Whoop and holler all you want, Rangers fans. But whatever you do, don't do the wave. It's prohibited in Rangers Ballpark.
At recent games, a warning has appeared on the stadium's message board claiming the wave could cause injury and that children doing it will be sold to the circus. It does, however, say that "doing the wave is safe at pro football games and Miley Cyrus concerts."
Obviously the warning, and the ban itself, are in jest. It's not official team policy, and there are no real consequences for wavers.
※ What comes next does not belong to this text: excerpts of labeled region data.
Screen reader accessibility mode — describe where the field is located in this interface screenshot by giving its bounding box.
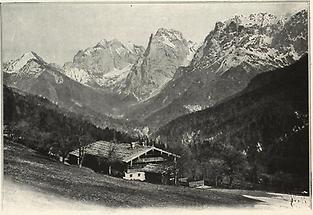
[4,141,310,209]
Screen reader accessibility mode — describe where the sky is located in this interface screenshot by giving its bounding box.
[1,2,308,65]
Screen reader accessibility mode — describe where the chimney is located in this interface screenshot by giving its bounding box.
[130,142,136,149]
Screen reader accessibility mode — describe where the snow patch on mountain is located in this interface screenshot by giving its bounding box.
[183,105,205,113]
[64,67,91,85]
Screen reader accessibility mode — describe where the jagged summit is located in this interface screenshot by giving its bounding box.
[121,28,196,101]
[3,51,47,73]
[63,39,144,90]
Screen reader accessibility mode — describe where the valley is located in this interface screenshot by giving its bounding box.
[2,4,311,210]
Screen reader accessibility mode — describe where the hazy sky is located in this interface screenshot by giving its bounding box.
[2,2,307,65]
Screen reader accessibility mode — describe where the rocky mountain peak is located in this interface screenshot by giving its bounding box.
[155,28,184,40]
[3,51,47,73]
[122,28,195,100]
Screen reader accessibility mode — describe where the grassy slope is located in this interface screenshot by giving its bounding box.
[4,139,256,207]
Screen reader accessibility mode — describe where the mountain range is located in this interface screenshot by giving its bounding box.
[3,10,308,134]
[154,54,309,190]
[127,10,308,128]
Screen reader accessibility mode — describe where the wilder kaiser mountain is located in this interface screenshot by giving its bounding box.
[63,39,144,89]
[123,28,197,100]
[128,10,308,128]
[4,52,135,119]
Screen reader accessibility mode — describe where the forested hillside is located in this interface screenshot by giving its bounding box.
[155,55,309,191]
[3,85,134,161]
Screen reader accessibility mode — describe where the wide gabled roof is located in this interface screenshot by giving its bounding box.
[70,141,180,163]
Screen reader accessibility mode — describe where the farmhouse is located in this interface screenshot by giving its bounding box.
[69,141,180,184]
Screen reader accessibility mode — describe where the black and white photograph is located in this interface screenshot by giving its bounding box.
[1,0,312,214]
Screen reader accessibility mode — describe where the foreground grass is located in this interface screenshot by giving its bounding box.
[4,140,257,207]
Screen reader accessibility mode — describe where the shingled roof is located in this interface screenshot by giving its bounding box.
[70,141,180,163]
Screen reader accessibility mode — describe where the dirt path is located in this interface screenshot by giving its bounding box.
[208,189,311,209]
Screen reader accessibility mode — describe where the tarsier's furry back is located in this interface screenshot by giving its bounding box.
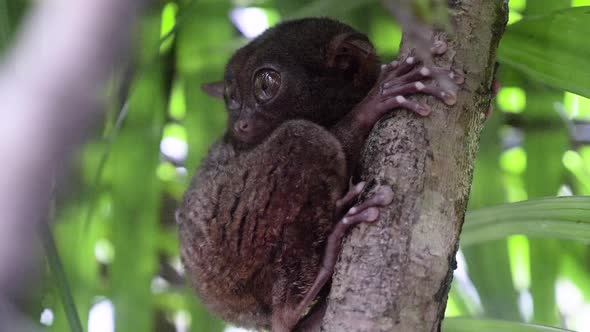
[177,18,462,332]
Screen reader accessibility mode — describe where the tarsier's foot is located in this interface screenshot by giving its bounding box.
[290,182,393,330]
[368,41,465,116]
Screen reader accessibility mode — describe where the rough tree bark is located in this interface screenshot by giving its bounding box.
[322,0,507,332]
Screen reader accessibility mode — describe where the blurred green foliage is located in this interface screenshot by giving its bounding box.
[0,0,590,332]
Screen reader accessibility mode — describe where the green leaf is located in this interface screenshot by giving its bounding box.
[443,318,580,332]
[498,7,590,97]
[461,196,590,246]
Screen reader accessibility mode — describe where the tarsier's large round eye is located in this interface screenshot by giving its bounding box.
[254,69,281,103]
[223,81,240,109]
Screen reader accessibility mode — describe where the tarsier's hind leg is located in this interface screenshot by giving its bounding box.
[273,182,393,331]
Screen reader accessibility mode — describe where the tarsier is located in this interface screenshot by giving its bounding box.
[176,18,462,332]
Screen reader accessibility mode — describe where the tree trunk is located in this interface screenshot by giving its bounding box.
[322,0,507,332]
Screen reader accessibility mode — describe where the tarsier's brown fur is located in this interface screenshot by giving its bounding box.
[177,18,460,331]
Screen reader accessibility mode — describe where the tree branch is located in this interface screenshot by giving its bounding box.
[322,0,507,332]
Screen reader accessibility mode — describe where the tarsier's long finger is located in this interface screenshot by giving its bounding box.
[377,96,431,116]
[344,186,393,218]
[381,82,457,106]
[336,181,367,218]
[386,52,421,79]
[340,207,379,226]
[383,66,465,87]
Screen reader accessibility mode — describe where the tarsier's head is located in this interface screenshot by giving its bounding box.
[203,18,379,146]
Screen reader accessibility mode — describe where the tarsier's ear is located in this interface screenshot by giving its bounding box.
[327,32,377,79]
[201,82,223,99]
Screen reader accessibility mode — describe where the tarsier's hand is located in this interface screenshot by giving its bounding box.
[358,41,464,121]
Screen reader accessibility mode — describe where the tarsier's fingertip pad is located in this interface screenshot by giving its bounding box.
[363,207,379,222]
[375,186,393,206]
[441,92,457,106]
[449,71,465,84]
[354,181,367,194]
[430,40,448,55]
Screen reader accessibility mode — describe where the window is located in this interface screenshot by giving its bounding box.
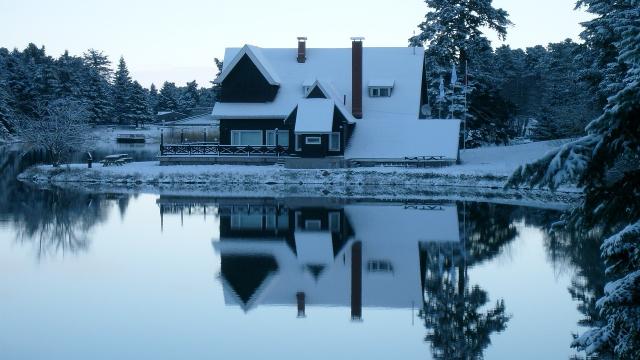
[329,133,340,151]
[231,130,262,145]
[329,212,340,232]
[369,86,393,97]
[304,136,322,145]
[367,260,393,273]
[267,130,289,146]
[304,220,322,231]
[231,214,262,229]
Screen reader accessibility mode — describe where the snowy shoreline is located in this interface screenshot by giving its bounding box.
[18,162,580,204]
[18,140,580,203]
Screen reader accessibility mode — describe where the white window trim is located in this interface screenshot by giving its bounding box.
[329,132,341,151]
[231,130,264,146]
[369,86,393,97]
[304,136,322,145]
[294,134,302,151]
[304,220,322,231]
[267,130,289,146]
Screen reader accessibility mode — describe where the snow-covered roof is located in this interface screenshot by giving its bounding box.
[295,99,335,133]
[213,46,424,120]
[214,45,280,85]
[367,79,395,87]
[345,117,460,160]
[165,113,217,126]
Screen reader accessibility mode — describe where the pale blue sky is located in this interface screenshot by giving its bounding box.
[0,0,588,86]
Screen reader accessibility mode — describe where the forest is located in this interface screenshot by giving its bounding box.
[0,21,606,147]
[0,44,221,135]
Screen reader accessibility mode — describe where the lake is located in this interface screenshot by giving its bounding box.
[0,147,604,359]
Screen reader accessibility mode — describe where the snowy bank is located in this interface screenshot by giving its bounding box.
[19,142,576,202]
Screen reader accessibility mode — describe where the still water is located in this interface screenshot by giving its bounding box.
[0,148,603,359]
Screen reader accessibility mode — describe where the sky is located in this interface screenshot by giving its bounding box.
[0,0,589,86]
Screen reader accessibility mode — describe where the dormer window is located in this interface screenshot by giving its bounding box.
[302,86,313,96]
[368,80,395,97]
[302,79,316,97]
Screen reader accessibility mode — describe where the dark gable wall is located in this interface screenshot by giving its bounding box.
[307,86,327,99]
[220,54,279,102]
[220,119,293,145]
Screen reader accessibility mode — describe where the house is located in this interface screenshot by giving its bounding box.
[208,199,461,320]
[161,37,460,167]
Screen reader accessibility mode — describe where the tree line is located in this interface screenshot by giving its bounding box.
[409,0,606,147]
[0,44,221,135]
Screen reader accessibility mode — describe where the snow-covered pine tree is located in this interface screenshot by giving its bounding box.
[0,85,13,139]
[55,50,86,100]
[0,49,13,139]
[113,57,132,124]
[127,81,151,127]
[509,0,640,359]
[84,68,113,124]
[178,80,200,114]
[409,0,511,146]
[158,81,179,111]
[147,84,159,121]
[82,49,114,124]
[82,49,113,82]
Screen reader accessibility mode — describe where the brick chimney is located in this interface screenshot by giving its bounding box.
[351,37,364,119]
[298,36,307,63]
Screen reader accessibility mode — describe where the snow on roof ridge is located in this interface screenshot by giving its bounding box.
[294,98,335,133]
[214,44,280,85]
[311,79,356,123]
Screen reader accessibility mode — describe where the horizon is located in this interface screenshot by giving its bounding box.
[0,0,589,88]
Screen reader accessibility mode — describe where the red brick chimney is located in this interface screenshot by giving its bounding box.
[351,37,364,119]
[298,36,307,63]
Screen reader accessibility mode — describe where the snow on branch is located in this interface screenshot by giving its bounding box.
[17,99,89,166]
[506,135,599,190]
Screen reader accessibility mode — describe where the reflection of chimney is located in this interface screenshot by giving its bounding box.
[296,292,306,317]
[351,241,362,321]
[298,36,307,63]
[351,37,364,119]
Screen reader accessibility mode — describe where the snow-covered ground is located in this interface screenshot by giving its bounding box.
[20,140,575,202]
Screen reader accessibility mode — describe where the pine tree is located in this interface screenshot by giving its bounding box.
[158,81,179,111]
[82,49,114,124]
[0,80,13,139]
[178,80,200,114]
[127,81,151,127]
[409,0,511,144]
[509,0,640,359]
[82,49,113,82]
[147,84,160,118]
[55,51,86,100]
[113,57,132,124]
[85,68,114,124]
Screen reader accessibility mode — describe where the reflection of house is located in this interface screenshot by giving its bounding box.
[213,198,460,318]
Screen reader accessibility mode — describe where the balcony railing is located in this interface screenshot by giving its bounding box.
[160,143,289,157]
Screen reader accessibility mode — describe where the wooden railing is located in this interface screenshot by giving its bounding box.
[160,144,289,157]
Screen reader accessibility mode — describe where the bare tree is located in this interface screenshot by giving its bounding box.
[16,99,89,166]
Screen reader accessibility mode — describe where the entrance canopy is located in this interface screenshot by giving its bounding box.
[295,98,335,133]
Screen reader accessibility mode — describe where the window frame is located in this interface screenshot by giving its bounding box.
[329,132,342,151]
[266,130,289,147]
[304,135,322,145]
[231,130,264,146]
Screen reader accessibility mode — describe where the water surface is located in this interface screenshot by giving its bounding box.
[0,181,602,359]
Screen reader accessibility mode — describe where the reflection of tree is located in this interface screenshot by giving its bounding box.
[0,146,114,259]
[458,202,518,266]
[419,203,518,360]
[419,243,509,360]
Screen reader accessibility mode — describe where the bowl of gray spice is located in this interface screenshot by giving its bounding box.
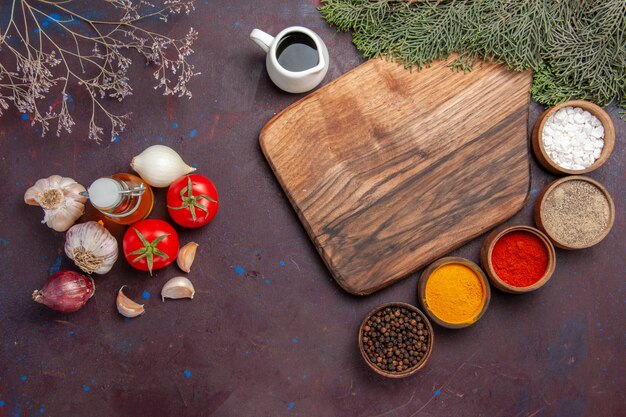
[535,175,615,249]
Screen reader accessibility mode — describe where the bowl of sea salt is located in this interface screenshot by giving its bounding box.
[532,100,615,175]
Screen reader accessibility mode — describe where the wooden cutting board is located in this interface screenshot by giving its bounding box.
[260,59,531,295]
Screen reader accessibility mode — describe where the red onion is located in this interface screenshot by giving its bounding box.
[33,271,96,313]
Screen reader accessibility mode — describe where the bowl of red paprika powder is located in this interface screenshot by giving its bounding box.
[480,225,556,294]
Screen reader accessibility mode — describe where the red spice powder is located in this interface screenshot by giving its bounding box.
[491,231,548,287]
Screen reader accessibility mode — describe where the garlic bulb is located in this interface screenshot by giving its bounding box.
[130,145,196,187]
[161,277,196,301]
[116,285,145,318]
[176,242,198,273]
[24,175,87,232]
[65,221,118,274]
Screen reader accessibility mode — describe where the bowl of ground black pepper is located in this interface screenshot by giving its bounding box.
[480,224,556,294]
[535,175,615,249]
[359,303,434,378]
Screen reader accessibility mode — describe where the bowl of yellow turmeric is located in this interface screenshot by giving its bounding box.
[417,257,491,329]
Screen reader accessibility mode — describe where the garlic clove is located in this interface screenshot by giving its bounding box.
[130,145,196,188]
[176,242,199,273]
[64,221,119,274]
[117,285,145,318]
[161,277,196,301]
[24,175,87,232]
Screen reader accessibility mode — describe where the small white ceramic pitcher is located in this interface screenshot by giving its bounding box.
[250,26,328,93]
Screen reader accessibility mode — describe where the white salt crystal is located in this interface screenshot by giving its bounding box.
[542,107,604,170]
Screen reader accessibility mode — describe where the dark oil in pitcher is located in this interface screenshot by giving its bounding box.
[276,32,319,72]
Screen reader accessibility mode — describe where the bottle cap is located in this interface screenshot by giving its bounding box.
[88,178,122,209]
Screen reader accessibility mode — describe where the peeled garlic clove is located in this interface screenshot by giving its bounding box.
[130,145,196,187]
[117,285,145,318]
[24,175,87,232]
[176,242,199,273]
[161,277,196,301]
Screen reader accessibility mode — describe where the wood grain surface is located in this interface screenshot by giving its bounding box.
[260,59,531,295]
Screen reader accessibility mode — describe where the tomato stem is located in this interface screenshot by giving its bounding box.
[167,176,217,222]
[128,227,170,275]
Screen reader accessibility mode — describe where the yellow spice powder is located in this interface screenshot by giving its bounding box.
[424,263,485,324]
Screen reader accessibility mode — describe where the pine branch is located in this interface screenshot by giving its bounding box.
[320,0,626,109]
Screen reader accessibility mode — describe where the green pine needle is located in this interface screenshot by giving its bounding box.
[320,0,626,114]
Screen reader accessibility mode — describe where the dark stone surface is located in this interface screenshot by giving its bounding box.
[0,0,626,417]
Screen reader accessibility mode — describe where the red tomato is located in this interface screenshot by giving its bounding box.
[167,174,219,227]
[122,219,180,275]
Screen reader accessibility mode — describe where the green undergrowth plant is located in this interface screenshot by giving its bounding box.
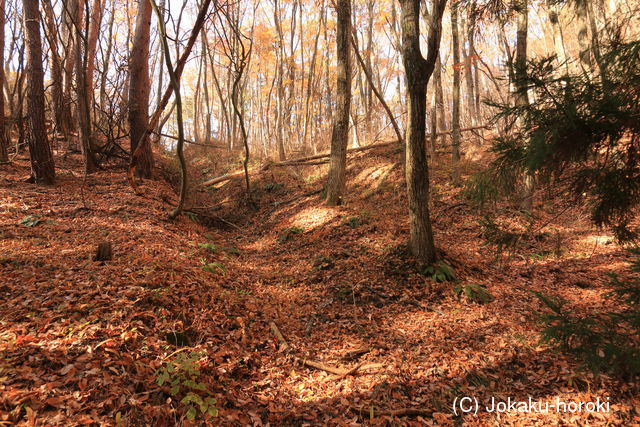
[200,259,227,276]
[535,249,640,377]
[420,261,457,282]
[198,243,219,254]
[156,351,218,420]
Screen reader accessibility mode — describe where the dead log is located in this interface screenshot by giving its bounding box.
[93,242,113,262]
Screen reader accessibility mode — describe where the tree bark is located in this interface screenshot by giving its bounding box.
[515,0,535,211]
[326,0,351,205]
[22,0,55,185]
[451,0,462,164]
[0,0,9,162]
[128,0,153,178]
[71,0,97,173]
[576,0,592,71]
[43,0,70,141]
[400,0,446,264]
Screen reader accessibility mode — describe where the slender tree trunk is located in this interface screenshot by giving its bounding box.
[71,0,97,173]
[547,0,569,73]
[42,0,70,141]
[129,0,154,178]
[451,0,462,164]
[0,0,9,162]
[22,0,55,185]
[576,0,592,71]
[273,0,286,161]
[515,0,535,211]
[100,2,115,118]
[326,0,351,205]
[400,0,446,264]
[431,54,447,154]
[62,3,78,147]
[86,0,102,123]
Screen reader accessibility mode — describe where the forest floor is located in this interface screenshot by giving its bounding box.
[0,150,640,426]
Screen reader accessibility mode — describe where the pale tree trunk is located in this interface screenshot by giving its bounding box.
[431,54,447,154]
[61,0,78,150]
[22,0,55,185]
[514,0,535,211]
[71,0,97,173]
[86,0,102,125]
[547,0,569,74]
[42,0,70,141]
[273,0,286,161]
[129,0,153,178]
[451,0,461,164]
[400,0,446,264]
[100,2,116,117]
[583,0,606,79]
[576,0,592,71]
[0,0,9,162]
[326,0,351,205]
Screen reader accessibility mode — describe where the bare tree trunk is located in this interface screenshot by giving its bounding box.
[576,0,592,71]
[431,54,447,154]
[400,0,446,264]
[129,0,153,178]
[71,0,97,173]
[86,0,102,123]
[547,0,569,73]
[100,2,116,118]
[273,0,286,161]
[22,0,55,185]
[0,0,9,162]
[42,0,70,141]
[62,3,78,150]
[451,0,462,164]
[326,0,351,205]
[515,0,535,211]
[351,30,404,143]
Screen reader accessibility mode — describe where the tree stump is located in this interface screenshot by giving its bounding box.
[93,242,113,261]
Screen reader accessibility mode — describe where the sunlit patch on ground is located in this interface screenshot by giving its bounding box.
[291,206,340,231]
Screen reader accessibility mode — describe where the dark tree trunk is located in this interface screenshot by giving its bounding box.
[451,1,462,164]
[22,0,55,184]
[0,0,9,162]
[327,0,351,205]
[400,0,446,263]
[129,0,153,178]
[43,0,70,141]
[71,0,97,173]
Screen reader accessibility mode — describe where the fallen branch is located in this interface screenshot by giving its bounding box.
[269,321,289,351]
[202,125,490,186]
[378,408,433,417]
[269,321,384,379]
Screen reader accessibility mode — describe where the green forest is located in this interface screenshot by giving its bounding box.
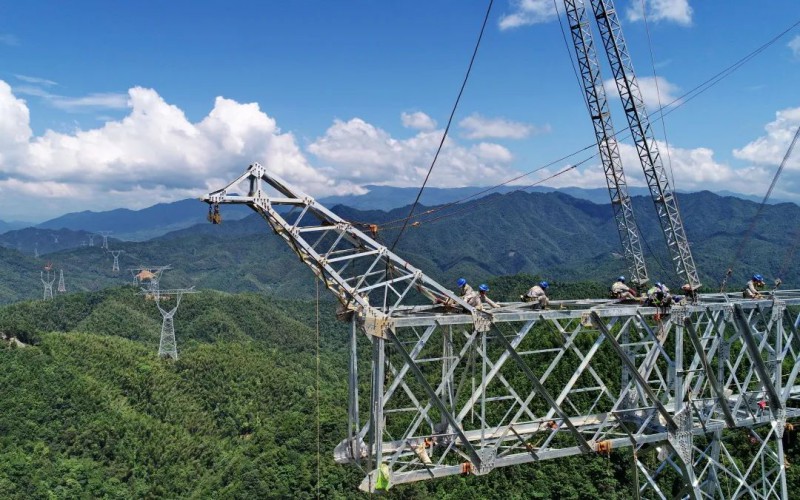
[0,275,800,499]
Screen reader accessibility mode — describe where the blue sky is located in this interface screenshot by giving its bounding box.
[0,0,800,221]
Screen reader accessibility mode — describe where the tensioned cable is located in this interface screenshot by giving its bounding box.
[360,15,800,233]
[389,0,494,251]
[385,159,597,229]
[720,122,800,292]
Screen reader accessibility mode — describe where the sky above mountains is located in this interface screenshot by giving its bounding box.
[0,0,800,222]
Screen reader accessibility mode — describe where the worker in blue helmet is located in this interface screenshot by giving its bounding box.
[611,276,636,300]
[467,283,500,309]
[522,281,550,309]
[742,274,766,299]
[456,278,476,300]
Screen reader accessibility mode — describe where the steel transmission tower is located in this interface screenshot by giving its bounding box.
[128,265,172,295]
[203,164,800,498]
[109,250,125,272]
[39,266,56,300]
[588,0,700,289]
[97,231,112,250]
[564,0,648,284]
[142,288,197,360]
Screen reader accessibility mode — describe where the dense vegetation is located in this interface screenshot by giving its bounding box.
[0,188,800,303]
[0,284,800,499]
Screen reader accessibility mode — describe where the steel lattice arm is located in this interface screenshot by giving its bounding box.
[202,163,477,336]
[564,0,648,284]
[591,0,700,289]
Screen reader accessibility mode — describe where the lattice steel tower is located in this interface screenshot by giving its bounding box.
[39,266,56,300]
[142,287,197,360]
[109,250,125,272]
[203,164,800,499]
[97,231,113,250]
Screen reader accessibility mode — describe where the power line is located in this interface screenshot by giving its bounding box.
[720,122,800,292]
[389,0,494,251]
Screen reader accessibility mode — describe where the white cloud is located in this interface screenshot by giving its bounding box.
[0,33,19,47]
[626,0,692,26]
[537,141,771,200]
[603,76,681,112]
[733,107,800,170]
[458,113,549,139]
[500,0,558,30]
[788,35,800,58]
[308,118,514,187]
[14,85,129,112]
[14,75,58,87]
[400,111,436,130]
[0,81,364,220]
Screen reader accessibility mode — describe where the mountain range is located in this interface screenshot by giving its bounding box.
[0,188,800,302]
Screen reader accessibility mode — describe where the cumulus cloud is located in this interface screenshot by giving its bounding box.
[400,111,436,130]
[458,113,546,139]
[0,81,363,219]
[603,76,680,111]
[626,0,692,26]
[539,141,771,200]
[500,0,558,30]
[14,75,58,87]
[308,118,513,187]
[0,33,19,47]
[733,107,800,170]
[788,35,800,58]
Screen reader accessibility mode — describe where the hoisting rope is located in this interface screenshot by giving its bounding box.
[389,0,494,250]
[356,16,800,239]
[719,122,800,293]
[314,280,322,498]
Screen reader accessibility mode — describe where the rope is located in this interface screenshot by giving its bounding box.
[314,280,322,498]
[720,122,800,293]
[350,20,800,236]
[389,0,494,251]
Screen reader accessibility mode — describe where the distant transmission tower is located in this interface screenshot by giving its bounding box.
[98,231,111,250]
[111,250,125,273]
[128,265,172,296]
[39,264,56,300]
[142,287,197,360]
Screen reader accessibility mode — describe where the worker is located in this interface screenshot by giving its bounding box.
[611,276,636,300]
[742,274,765,299]
[681,283,699,304]
[522,281,550,309]
[467,283,500,309]
[645,281,672,307]
[456,278,475,300]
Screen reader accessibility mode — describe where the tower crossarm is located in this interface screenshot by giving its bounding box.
[201,163,481,336]
[590,0,700,289]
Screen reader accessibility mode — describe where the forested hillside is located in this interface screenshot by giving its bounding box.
[0,188,800,302]
[0,284,800,499]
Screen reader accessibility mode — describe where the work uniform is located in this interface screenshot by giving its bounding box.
[525,285,550,309]
[611,281,636,300]
[742,280,764,299]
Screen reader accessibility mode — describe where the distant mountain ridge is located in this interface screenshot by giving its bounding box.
[0,186,779,241]
[0,191,800,303]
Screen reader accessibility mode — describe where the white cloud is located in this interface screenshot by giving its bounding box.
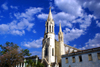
[30,51,42,58]
[33,30,36,33]
[24,37,43,48]
[77,0,100,18]
[80,33,100,49]
[1,3,8,10]
[63,28,84,44]
[0,7,42,36]
[37,13,48,20]
[54,0,82,16]
[14,7,42,21]
[10,30,25,36]
[96,21,100,27]
[10,5,18,9]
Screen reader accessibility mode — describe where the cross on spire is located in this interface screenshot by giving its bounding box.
[49,6,51,10]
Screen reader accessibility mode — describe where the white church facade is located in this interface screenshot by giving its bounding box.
[42,9,80,67]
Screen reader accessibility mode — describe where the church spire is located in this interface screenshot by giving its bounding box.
[58,24,63,41]
[59,23,62,32]
[47,7,53,21]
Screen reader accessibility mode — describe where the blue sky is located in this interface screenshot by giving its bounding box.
[0,0,100,57]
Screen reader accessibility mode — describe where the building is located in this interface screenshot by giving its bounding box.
[61,47,100,67]
[42,8,80,67]
[15,55,40,67]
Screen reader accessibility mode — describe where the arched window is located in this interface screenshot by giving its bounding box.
[52,48,54,56]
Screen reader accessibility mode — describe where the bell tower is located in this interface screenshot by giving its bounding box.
[42,7,55,67]
[58,24,65,55]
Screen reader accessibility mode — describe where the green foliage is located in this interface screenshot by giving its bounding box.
[21,49,31,56]
[25,59,44,67]
[0,42,31,67]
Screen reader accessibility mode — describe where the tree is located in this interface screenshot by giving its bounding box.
[0,42,31,67]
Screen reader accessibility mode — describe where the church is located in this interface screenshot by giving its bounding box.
[42,8,80,67]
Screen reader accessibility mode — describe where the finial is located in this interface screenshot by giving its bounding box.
[49,6,51,10]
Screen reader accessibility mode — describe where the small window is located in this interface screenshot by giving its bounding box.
[52,48,54,56]
[66,58,68,63]
[79,56,82,62]
[88,54,92,61]
[72,57,75,63]
[97,53,100,60]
But there is an actual motive behind it: Fans began complaining to team officials that folks prodding them to do the wave was ruining their ballpark experience.
"I was getting lots of emails and Tweets from fans during the game asking me to do something to stop the wave," said Chuck Morgan, the Rangers' senior vice president for ballpark entertainment. "So I said, 'Let's see if we can have fun with it.'"
One of those fans was Greg Holland, who runs www.stopthewave.net.
"There is nothing worse than being stuck in a section with someone who is relentless in trying to get the wave started, especially if they're sitting in front of you," Holland said. "To me, doing the wave is basically giving the middle finger to the guys on the field. You're telling them you don't care about what's going on and that they are not entertaining you."
The Rangers are only part of a rising current against the wave. Earlier this season, the Colorado Rockies produced a commercial in which a group of players scold a passionate fan for starting the wave during a game's critical moment. In 2009, a Milwaukee Brewers blogger began his own public campaign. Rangers reliever Darren O'Day says in a video on the team's website, "Don't distract really good-looking bullpen pitchers by doing the wave."
Now, whenever there's a wave rising in Arlington, the new warning will appear, regardless if anybody actually heeds it. Which, Morgan said, they don't.
Still, he said, "I'll probably keep doing it until somebody gets so mad they're not going to come to the game anymore. Or management tells me to stop."
Or a Miley Cyrus concert breaks out.